Plugin: go.d.plugin Module: cloudwatch

Overview

Monitor AWS infrastructure through Amazon CloudWatch. This collector discovers CloudWatch metrics for a curated set of AWS services and renders them as Netdata charts, with minimal configuration.

Monitored services:

  • Amazon EC2 (compute)
  • Amazon RDS (relational databases)
  • Elastic Load Balancing – Classic (ELB), Application (ALB), and Network (NLB) load balancers
  • Amazon S3 (object storage)
  • AWS Lambda (serverless functions)
  • Amazon SQS (message queues)
  • Amazon DynamoDB (NoSQL databases)
  • Amazon API Gateway (REST APIs)
  • AWS Step Functions (workflow orchestration)
  • NAT Gateway (VPC networking)
  • Amazon Kinesis Data Streams (streaming ingestion)
  • Amazon Data Firehose (delivery streams)
  • Amazon SNS (pub/sub messaging)
  • Amazon EBS (block storage volumes)
  • Amazon EFS (elastic file systems)
  • Amazon ECS (container services)
  • Amazon ElastiCache (in-memory cache)
  • Amazon OpenSearch Service (search and analytics)
  • Amazon DocumentDB (document database)
  • Amazon Redshift (data warehouse)
  • Amazon MSK (Kafka streaming)
  • Amazon CloudFront (content delivery network / CDN)
  • AWS Auto Scaling (EC2 Auto Scaling group capacity)
  • Amazon Bedrock (foundation-model invocations and tokens)
  • Amazon EventBridge (event rules)
  • AWS Site-to-Site VPN (VPN connections)
  • Amazon EKS (Kubernetes control plane: API server, scheduler, etcd)

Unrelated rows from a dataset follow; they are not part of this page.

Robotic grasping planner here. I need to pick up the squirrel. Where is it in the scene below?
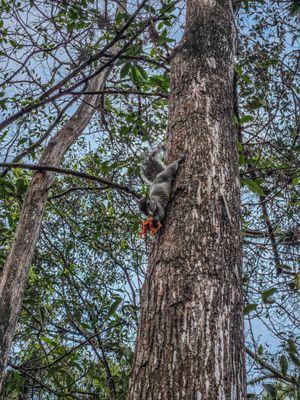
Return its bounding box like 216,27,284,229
139,146,185,221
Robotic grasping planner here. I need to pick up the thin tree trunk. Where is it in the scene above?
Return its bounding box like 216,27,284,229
128,0,245,400
0,57,117,393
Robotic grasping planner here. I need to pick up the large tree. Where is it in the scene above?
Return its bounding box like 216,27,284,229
128,0,245,400
0,0,300,400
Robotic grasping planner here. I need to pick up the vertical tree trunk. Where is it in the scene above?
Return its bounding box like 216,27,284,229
0,68,110,393
128,0,245,400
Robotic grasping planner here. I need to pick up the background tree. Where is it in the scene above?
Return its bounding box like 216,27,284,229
0,1,299,399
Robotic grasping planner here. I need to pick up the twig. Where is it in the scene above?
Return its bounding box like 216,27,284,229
0,163,141,199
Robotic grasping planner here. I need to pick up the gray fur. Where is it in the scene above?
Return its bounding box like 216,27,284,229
139,148,184,221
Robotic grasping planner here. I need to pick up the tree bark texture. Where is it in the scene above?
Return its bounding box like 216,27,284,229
128,0,246,400
0,63,112,393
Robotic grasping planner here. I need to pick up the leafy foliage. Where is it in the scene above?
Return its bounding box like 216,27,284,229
0,0,300,399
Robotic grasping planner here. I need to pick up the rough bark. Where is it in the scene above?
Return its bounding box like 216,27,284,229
0,61,112,393
128,0,245,400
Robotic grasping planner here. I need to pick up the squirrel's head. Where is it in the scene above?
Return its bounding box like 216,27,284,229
139,196,151,216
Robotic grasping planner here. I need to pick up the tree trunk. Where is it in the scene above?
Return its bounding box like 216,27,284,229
128,0,246,400
0,66,111,393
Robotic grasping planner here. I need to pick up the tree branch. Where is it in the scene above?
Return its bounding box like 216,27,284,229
245,347,297,384
0,163,141,199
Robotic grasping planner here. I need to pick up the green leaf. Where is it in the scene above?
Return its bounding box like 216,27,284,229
120,63,131,79
107,296,122,317
289,352,300,368
244,303,257,315
242,178,265,196
292,176,300,186
290,0,300,17
240,115,253,124
279,354,289,376
261,288,277,303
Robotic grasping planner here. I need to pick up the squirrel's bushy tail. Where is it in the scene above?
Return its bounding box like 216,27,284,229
140,146,165,185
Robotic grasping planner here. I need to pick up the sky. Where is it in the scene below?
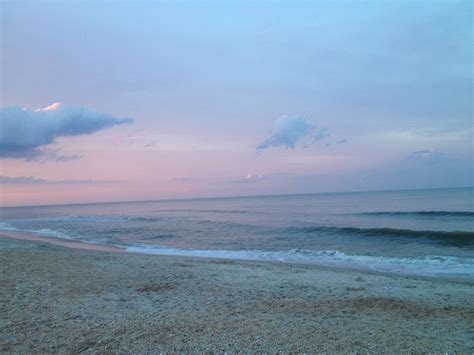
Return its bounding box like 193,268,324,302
0,0,474,206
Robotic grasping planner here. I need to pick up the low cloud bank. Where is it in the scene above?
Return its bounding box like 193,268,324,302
0,103,133,159
0,175,112,185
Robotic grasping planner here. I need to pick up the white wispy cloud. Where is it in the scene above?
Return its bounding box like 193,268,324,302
257,116,316,150
0,175,113,185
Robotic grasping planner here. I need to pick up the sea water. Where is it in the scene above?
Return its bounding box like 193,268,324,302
0,188,474,279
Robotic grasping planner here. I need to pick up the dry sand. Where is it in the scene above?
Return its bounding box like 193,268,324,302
0,238,474,353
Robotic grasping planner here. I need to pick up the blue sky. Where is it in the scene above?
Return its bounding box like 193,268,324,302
0,1,473,203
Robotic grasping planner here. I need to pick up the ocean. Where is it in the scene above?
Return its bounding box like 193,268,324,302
0,188,474,280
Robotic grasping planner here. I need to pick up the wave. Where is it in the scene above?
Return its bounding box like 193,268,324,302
153,208,256,214
296,226,474,239
0,222,74,239
359,211,474,217
126,244,474,279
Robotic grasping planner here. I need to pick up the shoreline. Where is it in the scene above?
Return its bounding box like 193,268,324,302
0,237,474,353
0,230,474,285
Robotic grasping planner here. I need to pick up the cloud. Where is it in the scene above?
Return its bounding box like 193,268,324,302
336,138,349,144
0,175,113,185
0,103,133,160
257,116,315,149
408,149,445,164
313,128,331,143
231,173,267,184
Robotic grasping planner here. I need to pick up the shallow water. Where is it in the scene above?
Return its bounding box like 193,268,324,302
0,188,474,278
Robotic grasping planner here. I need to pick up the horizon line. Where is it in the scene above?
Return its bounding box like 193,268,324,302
0,185,474,208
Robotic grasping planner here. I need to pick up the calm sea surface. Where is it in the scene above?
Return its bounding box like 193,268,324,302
0,188,474,279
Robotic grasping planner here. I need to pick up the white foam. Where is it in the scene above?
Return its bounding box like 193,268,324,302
0,222,74,239
0,222,18,231
125,245,474,279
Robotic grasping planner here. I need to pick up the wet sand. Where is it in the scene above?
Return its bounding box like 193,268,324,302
0,238,474,353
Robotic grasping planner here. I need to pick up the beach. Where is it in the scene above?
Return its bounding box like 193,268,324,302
0,237,474,353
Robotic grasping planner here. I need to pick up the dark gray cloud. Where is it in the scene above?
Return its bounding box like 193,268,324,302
257,116,315,149
0,175,113,185
0,103,133,161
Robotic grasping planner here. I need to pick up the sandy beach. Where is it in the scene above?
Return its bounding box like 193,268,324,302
0,238,474,353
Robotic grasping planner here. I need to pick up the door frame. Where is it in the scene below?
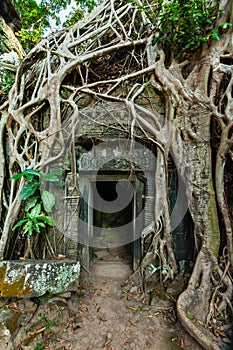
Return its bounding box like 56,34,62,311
79,172,145,271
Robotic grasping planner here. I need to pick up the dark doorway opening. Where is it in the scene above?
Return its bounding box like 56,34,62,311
92,180,134,265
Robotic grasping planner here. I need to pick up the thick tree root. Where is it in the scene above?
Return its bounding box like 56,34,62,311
177,248,230,350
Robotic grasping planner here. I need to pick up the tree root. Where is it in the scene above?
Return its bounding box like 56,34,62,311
177,248,230,350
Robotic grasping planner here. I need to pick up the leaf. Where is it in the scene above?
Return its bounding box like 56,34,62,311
12,219,28,230
186,311,193,320
41,191,56,213
35,214,56,226
23,169,40,177
25,196,39,211
11,173,24,180
30,203,41,218
220,22,232,29
20,182,39,200
33,222,40,233
42,173,59,182
211,33,219,41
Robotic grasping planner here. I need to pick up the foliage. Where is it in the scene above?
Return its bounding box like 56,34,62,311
0,72,15,95
15,0,99,52
11,169,59,236
137,0,221,58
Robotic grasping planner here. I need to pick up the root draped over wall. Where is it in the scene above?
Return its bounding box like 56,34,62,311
0,0,233,349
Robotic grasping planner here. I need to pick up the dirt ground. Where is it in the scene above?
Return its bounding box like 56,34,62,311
0,247,204,350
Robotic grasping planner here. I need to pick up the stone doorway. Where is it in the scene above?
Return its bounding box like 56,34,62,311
79,173,145,270
92,180,133,275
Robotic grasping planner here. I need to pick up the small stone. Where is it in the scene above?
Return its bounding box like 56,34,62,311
107,332,112,339
129,286,138,294
48,297,67,306
222,338,232,344
57,292,71,299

Each service is defined by a profile – a YAML file declaring its CloudWatch namespace, the metrics and statistics to collect, and a chart template – so coverage can be extended without code changes.

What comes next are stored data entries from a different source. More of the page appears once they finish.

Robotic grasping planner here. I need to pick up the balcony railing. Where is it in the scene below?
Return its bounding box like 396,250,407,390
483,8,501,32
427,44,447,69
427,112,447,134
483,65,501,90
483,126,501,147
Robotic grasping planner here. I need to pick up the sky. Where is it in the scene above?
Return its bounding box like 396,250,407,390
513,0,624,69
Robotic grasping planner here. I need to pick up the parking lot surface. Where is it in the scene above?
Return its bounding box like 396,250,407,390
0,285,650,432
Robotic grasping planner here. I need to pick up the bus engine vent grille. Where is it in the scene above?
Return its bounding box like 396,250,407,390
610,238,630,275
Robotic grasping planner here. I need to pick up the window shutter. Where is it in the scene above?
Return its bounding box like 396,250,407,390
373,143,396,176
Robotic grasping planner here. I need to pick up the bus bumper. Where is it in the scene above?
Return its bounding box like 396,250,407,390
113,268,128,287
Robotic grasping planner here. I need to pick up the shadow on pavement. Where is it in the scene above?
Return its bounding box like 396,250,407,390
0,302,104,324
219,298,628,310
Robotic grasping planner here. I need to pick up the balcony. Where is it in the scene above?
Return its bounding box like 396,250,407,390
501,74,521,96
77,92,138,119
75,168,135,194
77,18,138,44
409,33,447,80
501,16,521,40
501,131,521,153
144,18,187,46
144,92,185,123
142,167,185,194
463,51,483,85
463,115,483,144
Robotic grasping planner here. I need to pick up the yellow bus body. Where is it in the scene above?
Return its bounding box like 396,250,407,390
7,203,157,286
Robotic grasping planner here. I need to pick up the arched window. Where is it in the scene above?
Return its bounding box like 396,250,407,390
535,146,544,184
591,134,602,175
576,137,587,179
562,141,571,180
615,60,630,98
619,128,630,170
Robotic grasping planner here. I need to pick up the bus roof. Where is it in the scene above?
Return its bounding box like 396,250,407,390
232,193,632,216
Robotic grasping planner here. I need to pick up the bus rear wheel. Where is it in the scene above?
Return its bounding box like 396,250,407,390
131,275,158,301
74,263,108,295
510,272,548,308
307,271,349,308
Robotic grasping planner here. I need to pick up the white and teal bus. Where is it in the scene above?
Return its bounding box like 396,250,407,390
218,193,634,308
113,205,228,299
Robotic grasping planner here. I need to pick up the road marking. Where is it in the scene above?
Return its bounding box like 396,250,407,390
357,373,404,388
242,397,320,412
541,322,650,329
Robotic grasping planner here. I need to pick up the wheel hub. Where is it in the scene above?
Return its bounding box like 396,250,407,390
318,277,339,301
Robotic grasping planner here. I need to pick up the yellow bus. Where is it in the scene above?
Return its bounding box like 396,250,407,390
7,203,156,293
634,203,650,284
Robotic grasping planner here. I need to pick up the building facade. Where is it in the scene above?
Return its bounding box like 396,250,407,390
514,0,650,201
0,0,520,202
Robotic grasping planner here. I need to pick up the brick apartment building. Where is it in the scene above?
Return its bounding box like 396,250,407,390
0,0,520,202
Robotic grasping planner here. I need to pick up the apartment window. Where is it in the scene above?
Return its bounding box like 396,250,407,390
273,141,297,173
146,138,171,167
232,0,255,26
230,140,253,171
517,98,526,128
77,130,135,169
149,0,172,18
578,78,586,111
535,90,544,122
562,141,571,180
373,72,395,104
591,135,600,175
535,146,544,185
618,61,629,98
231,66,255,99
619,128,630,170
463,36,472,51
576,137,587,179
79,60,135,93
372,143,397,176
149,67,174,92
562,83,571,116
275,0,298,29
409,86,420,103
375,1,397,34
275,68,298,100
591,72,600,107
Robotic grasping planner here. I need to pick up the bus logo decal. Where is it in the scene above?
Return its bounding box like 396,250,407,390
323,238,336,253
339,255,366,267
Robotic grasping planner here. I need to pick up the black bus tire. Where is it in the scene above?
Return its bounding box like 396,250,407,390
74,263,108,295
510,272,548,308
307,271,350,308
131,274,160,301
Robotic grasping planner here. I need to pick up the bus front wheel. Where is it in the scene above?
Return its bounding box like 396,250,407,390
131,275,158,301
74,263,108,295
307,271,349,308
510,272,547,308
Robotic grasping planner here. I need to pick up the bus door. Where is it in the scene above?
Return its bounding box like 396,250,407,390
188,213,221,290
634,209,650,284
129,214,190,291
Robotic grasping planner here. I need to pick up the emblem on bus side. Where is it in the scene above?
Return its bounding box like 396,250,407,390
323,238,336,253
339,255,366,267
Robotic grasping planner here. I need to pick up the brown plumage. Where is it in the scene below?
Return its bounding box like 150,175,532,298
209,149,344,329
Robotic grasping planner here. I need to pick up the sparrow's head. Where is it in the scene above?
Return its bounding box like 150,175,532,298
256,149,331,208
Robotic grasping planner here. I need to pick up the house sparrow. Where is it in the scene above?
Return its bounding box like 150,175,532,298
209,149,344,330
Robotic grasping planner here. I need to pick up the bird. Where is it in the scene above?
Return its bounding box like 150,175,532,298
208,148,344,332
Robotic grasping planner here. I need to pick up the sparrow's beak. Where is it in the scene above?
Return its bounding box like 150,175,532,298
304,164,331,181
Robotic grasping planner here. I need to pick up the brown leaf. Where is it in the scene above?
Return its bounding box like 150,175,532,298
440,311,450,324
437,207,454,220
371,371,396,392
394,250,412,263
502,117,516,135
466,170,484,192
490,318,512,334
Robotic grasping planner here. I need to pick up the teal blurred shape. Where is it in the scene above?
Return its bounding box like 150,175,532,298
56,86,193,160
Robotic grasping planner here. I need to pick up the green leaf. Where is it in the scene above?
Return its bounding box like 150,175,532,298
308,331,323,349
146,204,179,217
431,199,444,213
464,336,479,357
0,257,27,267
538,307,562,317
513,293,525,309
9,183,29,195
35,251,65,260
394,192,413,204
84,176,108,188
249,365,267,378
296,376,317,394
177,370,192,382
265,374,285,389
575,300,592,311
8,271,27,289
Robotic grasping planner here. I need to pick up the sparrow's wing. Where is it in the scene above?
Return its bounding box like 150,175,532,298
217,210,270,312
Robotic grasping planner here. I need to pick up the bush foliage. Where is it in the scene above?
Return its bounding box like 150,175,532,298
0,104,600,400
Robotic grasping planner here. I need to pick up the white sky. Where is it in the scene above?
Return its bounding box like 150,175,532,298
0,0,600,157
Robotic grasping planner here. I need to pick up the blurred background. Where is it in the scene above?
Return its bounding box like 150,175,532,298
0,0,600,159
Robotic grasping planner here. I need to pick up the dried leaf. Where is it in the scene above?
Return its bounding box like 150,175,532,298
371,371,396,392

Tip - Need a service that isn’t listed?

Request a profile – it’s just a YAML file, no code change. Open a feature request and attach the service’s CloudWatch metric schema, captured with this read-only command. It prints only metric and dimension names (no resource IDs, ARNs, or metric values), so the output is safe to share:

aws cloudwatch list-metrics --namespace "AWS/<Service>" --region <your-region> --output json \
  | jq -c '[.Metrics[] | {metric: .MetricName, dimensions: ([.Dimensions[].Name] | sort)}] | unique'

Replace AWS/<Service> with the service namespace (for example AWS/AmazonMQ) and <your-region> with a Region where the service runs. The exact metrics and dimensions in the output are what we need to author a correct profile quickly.

The collector discovers available metrics with the CloudWatch ListMetrics API (one paginated call per selected service profile and region; the collector then keeps only the metrics whose dimension set matches each profile’s instance dimensions) and queries them in batches with the GetMetricData API. Account identity is resolved once at startup via sts:GetCallerIdentity. Authentication uses the AWS SDK default credential chain, static access keys, or an assumed IAM role.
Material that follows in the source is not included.